As you can see, spring yellowish green is almost, but not quite on the opposite side of the colour wheel from the red and bright reddish violet used on the belly, and medium lilac featured on the saddle. In fact, we appear to have a ‘split complementary’ colour scheme, although these colours are far more saturated than the pale, milky green. The use of red fits as an analogous colour to the bright reddish violet.
In summary: this is a great set if you are looking for the Goblin king, or aiming to maintain a complete collection of Elves dragons. It is odd to find a set in the Elves line without any of our core group of Elves or humans included. That said, their always seems to be a bit of antagonism going on between the Goblin King and the Goblins, so there is scope for conflict and drama here! The use of stiffening techniques on the legs is nice, and the colours used on Ashwing seem to work well together. The decision to make Ashwing a 2 legged Wyvern rather than a four legged dragon maintains a level of variety in the line, which after a significant number of dragons is starting to feel a little bit more of the same. It can however make it a challenge to have the model balance if you change the position of the wings and head.
The landscaping elements provided, giving us a small crystal mine as well as a water fall, fit in with the aesthetic seen in other elves sets, and the exploding play feature is fun to activate.
I’ll have to admit that by the end of the build I am no longer totally upset by spring yellowish green. I may even be coming to like it, so long as it is in the right context.
All of this year’s Elves sets have all been quality builds, with interesting colour combinations. I have found the architecture and design to be appropriate for the different characters inhabiting the sets. I give the Goblin King’s Evil Dragon four out of five (4/5) Arbitrary Praise Units.
When I set about writing this post, I was uncertain where it was going to lead. I am intrigued by the way that spring yellowish green was stealthily introduced over the first few years, a piece at a time for the first few years, and then brought to the forefront much more recently. For one of the colours introduced in the same year as LEGO Friends, it has had very little to do with that theme, until now. It will be interesting to see where it appears from here. Certainly large quantities have been effectively employed in creepy and sinister scenarios such as the Ninjago and Elves sets, but most other use has been subtle. It is a difficult colour to reconcile aesthetically pleasing combinations within the current LEGO colour palette.

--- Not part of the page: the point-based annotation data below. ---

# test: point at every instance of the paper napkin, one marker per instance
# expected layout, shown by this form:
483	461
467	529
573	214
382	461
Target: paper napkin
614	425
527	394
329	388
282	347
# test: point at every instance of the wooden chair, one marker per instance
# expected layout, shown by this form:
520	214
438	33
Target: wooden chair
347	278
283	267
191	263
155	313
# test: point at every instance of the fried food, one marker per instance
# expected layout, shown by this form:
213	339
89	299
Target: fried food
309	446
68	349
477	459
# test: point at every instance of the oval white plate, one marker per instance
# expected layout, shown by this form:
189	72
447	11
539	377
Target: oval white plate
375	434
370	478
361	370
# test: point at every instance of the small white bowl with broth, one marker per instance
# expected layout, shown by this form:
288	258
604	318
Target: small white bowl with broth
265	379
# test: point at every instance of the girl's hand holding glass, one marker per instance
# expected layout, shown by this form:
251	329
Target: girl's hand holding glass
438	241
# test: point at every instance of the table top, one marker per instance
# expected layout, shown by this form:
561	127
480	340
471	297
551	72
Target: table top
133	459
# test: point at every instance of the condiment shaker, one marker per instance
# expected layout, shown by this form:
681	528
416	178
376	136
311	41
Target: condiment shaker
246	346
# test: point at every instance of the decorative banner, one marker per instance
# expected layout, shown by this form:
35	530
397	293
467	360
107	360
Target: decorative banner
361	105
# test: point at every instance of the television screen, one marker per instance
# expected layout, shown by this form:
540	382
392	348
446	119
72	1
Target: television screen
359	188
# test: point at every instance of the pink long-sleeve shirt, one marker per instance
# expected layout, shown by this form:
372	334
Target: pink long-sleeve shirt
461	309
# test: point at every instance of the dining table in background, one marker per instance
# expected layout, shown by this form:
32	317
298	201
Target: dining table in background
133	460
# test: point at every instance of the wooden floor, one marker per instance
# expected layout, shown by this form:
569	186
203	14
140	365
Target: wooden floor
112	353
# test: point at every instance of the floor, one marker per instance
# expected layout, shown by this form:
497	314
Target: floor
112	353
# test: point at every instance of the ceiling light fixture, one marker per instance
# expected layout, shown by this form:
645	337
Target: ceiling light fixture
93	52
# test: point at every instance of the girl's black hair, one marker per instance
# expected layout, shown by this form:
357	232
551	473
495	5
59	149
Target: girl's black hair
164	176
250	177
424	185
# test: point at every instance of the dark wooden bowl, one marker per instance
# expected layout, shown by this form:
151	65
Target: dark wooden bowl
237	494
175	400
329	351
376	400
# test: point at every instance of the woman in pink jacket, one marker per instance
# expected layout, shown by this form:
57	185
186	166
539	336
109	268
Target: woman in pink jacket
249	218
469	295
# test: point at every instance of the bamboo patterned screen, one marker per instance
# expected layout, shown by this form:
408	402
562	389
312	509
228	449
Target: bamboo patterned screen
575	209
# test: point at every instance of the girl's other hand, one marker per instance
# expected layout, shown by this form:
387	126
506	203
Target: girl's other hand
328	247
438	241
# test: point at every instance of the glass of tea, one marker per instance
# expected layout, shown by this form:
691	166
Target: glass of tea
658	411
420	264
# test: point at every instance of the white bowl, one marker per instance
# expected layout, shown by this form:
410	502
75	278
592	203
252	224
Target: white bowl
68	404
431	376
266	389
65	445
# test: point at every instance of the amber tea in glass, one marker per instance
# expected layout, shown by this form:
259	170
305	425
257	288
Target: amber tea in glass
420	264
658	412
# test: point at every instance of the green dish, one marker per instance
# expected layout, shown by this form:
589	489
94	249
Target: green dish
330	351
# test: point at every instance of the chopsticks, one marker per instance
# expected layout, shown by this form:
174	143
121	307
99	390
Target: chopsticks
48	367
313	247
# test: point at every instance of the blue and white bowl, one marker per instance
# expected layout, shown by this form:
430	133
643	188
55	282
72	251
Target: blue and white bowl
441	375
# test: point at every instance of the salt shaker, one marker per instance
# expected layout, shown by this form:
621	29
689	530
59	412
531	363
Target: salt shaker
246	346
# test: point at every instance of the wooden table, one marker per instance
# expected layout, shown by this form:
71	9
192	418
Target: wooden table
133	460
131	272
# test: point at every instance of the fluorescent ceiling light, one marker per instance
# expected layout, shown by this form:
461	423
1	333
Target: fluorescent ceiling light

I spoke earlier of the Frozen Yoghurt Shop. Can I understand the colour scheme used here any better now than I did before I set out on my exploration? Here is the colour wheel and distribution of the colours in use: the bright purple and medium lilac both serve as split complementary colours to the spring yellowish green. the flame yellowish orange serves as complementary colour to the pale royal blue featured in the base plates. Exactly how this works in the eyes of art and design scholars, I am uncertain.
After all this, I think I might now find time to kick back, relax and enjoy my frozen yoghurt.